From start to finish, the evolution of the “jetty ramp” has been a volunteer effort. That continues to be true as skaters and their supporters work to refurbish the popular recreational spot.

Anyone driving by Surfer’s Beach in El Granada will notice a different yet familiar feature in the dirt parking lot. A new half-pipe, paid for by the Granada Community Services District and assembled by volunteers starting last week, is nearly ready for use.

On Aug. 15, the community services district board unanimously agreed to allow the ramp to be moved onto district property, 50 feet from its original Burnham Strip location, so long as the budget did not exceed $10,000. But upon inspection, the ramp was deemed too costly to fix and relocate. So, the district decided to use the money on materials, allowing volunteers to build a new half-pipe so long as it was the same size as the original. 

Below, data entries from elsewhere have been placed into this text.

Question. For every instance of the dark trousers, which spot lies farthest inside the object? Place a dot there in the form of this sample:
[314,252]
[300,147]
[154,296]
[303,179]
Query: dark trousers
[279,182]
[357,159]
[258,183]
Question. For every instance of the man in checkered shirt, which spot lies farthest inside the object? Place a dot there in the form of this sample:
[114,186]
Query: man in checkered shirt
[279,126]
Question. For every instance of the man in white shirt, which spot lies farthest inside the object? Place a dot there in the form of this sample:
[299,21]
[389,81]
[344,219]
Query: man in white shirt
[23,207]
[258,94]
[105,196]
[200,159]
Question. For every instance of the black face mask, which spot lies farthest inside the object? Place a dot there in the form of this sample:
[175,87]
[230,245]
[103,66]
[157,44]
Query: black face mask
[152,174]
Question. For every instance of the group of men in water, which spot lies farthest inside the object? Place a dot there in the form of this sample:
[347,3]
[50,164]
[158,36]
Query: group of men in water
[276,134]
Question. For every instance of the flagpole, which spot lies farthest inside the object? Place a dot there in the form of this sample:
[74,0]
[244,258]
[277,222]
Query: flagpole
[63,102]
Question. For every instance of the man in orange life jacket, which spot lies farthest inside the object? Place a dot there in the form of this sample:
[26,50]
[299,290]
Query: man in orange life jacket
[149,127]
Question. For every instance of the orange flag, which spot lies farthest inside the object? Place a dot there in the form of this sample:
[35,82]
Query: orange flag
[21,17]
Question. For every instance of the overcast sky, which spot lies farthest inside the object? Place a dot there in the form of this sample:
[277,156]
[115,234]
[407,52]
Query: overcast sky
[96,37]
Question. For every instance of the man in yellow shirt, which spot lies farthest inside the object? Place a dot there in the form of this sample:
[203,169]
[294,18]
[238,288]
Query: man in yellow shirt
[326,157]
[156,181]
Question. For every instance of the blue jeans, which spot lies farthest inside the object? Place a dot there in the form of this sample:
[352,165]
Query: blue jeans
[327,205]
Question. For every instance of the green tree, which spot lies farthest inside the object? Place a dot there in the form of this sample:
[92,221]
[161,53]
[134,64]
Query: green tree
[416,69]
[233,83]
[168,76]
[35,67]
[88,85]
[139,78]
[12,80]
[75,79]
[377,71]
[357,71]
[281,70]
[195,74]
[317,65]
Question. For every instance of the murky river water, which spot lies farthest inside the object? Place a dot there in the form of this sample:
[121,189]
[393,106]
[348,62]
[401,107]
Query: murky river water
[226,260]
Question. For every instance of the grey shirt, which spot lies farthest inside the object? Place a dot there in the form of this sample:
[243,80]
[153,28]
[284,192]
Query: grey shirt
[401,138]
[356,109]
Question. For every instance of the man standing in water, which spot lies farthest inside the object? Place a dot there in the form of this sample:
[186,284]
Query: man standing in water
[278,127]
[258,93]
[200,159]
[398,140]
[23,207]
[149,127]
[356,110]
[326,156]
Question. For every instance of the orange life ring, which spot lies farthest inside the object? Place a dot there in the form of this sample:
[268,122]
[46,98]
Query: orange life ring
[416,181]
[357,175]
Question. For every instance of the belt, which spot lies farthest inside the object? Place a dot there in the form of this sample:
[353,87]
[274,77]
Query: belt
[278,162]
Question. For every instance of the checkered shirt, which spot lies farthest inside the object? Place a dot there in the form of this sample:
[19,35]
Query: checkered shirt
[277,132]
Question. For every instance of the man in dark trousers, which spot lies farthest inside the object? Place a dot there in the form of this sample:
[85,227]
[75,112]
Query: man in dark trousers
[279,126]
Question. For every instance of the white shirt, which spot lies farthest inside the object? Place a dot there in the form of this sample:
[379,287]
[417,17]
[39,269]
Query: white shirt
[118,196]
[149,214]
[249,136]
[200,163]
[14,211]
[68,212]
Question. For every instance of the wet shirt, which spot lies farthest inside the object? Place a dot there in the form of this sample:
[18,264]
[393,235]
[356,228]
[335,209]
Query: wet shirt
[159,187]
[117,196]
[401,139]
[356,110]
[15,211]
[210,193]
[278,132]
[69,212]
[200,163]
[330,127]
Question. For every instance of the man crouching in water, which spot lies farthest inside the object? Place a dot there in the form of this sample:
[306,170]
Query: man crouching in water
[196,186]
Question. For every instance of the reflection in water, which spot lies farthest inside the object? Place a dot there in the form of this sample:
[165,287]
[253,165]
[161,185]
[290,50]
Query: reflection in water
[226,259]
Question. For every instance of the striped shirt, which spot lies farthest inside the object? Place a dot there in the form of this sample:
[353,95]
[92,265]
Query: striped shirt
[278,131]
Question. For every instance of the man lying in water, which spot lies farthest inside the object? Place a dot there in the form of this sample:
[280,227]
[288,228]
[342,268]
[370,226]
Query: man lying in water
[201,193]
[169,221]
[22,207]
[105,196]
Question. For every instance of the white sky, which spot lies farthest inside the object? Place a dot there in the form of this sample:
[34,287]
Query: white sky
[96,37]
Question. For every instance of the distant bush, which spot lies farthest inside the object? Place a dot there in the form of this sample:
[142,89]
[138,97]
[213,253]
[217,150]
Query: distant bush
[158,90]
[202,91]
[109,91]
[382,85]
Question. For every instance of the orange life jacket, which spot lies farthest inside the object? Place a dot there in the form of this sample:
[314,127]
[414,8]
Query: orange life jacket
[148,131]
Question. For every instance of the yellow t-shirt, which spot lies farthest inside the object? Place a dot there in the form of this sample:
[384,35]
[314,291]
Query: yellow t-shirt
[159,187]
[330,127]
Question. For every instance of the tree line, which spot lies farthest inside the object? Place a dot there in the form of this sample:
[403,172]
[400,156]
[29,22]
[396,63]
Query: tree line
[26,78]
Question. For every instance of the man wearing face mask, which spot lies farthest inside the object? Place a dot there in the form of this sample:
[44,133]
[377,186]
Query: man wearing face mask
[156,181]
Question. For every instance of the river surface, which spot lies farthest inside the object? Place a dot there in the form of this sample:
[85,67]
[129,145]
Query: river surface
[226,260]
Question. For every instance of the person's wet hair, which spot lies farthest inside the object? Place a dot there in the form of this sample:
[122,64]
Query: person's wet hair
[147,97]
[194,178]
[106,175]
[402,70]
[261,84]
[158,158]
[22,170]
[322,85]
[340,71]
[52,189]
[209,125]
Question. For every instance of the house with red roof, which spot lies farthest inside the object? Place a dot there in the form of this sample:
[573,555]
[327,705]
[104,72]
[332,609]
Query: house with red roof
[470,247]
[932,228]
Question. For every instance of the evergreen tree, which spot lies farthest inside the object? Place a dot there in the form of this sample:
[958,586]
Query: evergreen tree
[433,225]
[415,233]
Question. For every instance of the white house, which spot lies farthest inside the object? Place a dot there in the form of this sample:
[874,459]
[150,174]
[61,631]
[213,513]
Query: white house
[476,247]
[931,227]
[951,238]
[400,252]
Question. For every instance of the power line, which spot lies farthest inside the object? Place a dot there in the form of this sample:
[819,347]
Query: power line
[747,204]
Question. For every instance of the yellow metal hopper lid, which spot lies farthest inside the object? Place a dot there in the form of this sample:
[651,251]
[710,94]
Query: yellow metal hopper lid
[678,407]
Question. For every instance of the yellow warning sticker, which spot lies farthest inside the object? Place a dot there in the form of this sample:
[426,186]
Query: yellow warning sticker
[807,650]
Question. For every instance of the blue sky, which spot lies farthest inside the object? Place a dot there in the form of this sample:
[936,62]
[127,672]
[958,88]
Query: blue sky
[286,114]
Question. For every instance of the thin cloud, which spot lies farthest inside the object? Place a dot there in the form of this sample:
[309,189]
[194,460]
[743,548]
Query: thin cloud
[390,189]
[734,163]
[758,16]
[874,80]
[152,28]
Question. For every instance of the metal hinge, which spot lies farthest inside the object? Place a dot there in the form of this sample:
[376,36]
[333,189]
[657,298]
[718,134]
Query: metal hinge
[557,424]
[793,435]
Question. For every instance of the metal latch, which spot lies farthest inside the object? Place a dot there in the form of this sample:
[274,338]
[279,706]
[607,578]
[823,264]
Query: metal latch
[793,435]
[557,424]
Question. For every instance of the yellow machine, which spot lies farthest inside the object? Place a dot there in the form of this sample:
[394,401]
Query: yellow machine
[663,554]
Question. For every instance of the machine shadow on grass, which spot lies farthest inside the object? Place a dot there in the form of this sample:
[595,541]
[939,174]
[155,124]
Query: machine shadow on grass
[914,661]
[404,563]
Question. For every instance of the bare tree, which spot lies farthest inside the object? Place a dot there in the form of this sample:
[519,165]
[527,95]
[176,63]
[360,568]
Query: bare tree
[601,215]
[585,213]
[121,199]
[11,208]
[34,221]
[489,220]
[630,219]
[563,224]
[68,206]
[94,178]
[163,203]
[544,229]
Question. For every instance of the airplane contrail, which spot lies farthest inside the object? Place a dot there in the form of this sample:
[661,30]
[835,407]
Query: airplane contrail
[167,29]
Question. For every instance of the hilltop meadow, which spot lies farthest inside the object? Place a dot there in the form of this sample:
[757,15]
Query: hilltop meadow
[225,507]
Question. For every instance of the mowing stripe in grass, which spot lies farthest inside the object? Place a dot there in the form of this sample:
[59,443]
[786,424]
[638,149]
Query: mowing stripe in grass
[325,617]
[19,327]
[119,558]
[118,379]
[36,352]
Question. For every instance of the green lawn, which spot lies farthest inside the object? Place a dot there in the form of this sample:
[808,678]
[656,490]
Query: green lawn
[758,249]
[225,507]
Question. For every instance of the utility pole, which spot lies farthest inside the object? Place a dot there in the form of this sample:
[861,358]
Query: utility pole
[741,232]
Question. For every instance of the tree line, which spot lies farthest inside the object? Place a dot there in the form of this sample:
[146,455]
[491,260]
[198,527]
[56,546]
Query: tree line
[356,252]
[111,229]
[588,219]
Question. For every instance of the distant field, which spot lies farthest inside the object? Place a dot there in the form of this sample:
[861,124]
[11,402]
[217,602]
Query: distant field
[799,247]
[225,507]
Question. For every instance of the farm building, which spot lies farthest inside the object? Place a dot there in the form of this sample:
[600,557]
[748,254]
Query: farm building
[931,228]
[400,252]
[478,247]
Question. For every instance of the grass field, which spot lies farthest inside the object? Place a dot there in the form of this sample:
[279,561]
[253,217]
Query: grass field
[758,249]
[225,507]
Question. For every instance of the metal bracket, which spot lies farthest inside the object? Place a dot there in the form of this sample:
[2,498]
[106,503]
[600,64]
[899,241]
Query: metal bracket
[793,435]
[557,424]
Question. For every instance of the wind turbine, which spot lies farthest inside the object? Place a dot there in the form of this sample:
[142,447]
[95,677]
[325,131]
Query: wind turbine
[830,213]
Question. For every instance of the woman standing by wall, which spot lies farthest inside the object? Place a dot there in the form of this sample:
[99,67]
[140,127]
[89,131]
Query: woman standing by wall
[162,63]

Volunteers agreed and then got to work. They dismantled the old ramp and cleaned up the garbage in the surrounding area. 

The construction is being organized by Scott Menary, of Brothers Builders, and Erik Upvall. They’ve worked 12-hour days in the lot to get the halfpipe operational. They did not get underway until the last week of October as they needed to organize their building plan.

The new structure rose out of months of speculation about the fate of the old skate facility. The first halfpipe was built on the Burnham Strip in 2011, on adjacent Caltrans property, by a group of local volunteers without a permit or permission. Earlier this year, community members heard the popular facility was at risk of being demolished by Caltrans if it was not removed from its property. They immediately reached out to the GCSD. 

Board president Matthew Clark said the district’s May meeting, that drew more than 50 attendees, was likely its largest turnout ever for a GCSD meeting. Clark said the board was receptive to saving the half-pipe when the community came forward.

Steve Hawk, who sits on the Board of the Tony Hawk Foundation, which builds skateparks across the country, helped create so others could join the movement online. Hawk said there were more than 150 people signed on, and while most were not skaters themselves, they still saw the ramp as a valuable part of the community.

“To me, that was an indication of a silent, not majority, but up till now relatively unknown, community of skateboarders and their families who really liked the idea of having a permanent skate facility in El Granada,” Hawk said. 

Barbara Dye, the board’s vice president, said the local community and the board worked together to make sure the half-pipe was not lost for good. 

“We wanted to make sure what ended up on our property was properly constructed and safe,” Dye said. “All that stuff that happened behind the scenes, the skateboarding community was pretty clear that they would make this happen if we supported moving it.”